I decide to increase both Black Point and Exposure by moving those sliders to the right. As I do that, the histogram shows the data moving closer to the edges of the graph. Once I set the Exposure and Black Point, I use the Brightness slider to adjust for taste. In this case, I move it to the left to darken the middle tones. (You should always adjust Brightness after Exposure and Black Point.)
The result? I add a little punch to the image. As a by-product, however, the highlights on the yellow petals seem to lose some detail. The Recovery slider will help me regain some of that highlight detail, but I’ll work on those petals in the next section.
If you don’t know exactly what your image needs, but you think it could use a little exposure improvement, try the Auto button in the Exposure brick. It will give you a good starting point, and then you can fine-tune using the sliders.
Step 4: Highlights & Shadows
We’re going to skip the Enhance brick for a moment. First, we can recover detail with the top two sliders in the next brick: Highlights and Shadows. The shadows in my example image are fine—I don’t need to do any work in that respect—but I still want more information in the yellow petals. By moving the Highlights slider to the right, I regain detail.

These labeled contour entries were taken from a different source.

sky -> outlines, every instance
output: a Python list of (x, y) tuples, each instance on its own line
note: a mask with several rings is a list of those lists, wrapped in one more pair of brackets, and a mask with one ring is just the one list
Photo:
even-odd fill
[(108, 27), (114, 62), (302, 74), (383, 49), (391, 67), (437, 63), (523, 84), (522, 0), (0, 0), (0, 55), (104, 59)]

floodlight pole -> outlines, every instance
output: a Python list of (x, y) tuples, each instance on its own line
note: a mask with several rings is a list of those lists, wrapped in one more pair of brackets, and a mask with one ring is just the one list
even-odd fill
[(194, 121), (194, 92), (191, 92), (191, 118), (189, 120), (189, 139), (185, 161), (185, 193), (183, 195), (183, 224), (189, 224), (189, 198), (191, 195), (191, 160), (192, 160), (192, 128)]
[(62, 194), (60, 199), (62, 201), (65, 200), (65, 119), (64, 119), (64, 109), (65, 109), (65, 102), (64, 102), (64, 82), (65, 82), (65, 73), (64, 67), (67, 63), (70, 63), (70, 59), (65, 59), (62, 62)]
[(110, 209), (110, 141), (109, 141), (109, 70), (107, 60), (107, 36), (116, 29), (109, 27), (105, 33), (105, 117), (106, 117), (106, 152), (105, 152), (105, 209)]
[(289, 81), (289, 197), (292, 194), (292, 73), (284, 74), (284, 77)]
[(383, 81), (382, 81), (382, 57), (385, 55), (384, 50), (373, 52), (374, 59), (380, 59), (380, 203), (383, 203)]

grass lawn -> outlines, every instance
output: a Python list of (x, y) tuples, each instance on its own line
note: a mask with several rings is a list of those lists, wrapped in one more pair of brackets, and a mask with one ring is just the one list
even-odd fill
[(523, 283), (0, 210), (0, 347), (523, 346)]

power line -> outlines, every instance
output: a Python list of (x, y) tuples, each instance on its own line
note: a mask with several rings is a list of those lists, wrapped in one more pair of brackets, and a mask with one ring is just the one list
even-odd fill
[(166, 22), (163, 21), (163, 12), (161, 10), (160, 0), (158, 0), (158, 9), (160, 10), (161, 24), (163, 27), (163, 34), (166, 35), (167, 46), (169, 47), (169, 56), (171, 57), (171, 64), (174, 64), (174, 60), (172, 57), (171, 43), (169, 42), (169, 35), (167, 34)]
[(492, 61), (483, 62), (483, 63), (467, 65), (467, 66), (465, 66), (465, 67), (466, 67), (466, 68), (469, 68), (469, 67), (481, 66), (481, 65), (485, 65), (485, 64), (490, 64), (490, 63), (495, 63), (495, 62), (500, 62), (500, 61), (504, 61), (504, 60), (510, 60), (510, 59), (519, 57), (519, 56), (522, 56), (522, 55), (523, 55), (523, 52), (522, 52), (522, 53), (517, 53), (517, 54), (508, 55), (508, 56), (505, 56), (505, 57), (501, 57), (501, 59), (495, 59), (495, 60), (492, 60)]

I’m not going to play with the Mid Contrast slider here, but you might want to experiment with it, since it does bump up the contrast in the middle tones.
Step 5: Color
Overall, the hue is just a bit off in my image. In the Color brick, however, I can easily play with that. First I click the green swatch, and then I click the eyedropper icon to select it. Next, I use the eyedropper to click one of the green leaves. Why am I working on the green leaves? Well, as I look at the photo, that’s the color that seems a bit off.
Now I can move the Hue slider to the left to adjust the color a bit. I can also nudge the Saturation and Luminance sliders to fine-tune this aspect of the image. If I want more spillover into related tones, I can move the Range slider to the right. Or, to constrict the changes to my sampled area, I can move the Range slider to the left.
Step 6: Enhance
Now it’s time for the finishing touches. In Enhance, I move the Definition slider to the right about halfway to increase detail and contrast in the midtones. The Saturation and Vibrancy sliders are available for boosting or desaturating color; for this image, however, I don’t need them.
Step 7: Edge Sharpen
Lastly, I add a little Edge Sharpen for a more crisp look overall.
Once I go through the seven steps, I often return to Exposure or Highlights & Shadows for a few minor tweaks. If you want to see your original image, just press the M key to see how far you’ve come. My guess is that you’ll be happy with the improvement.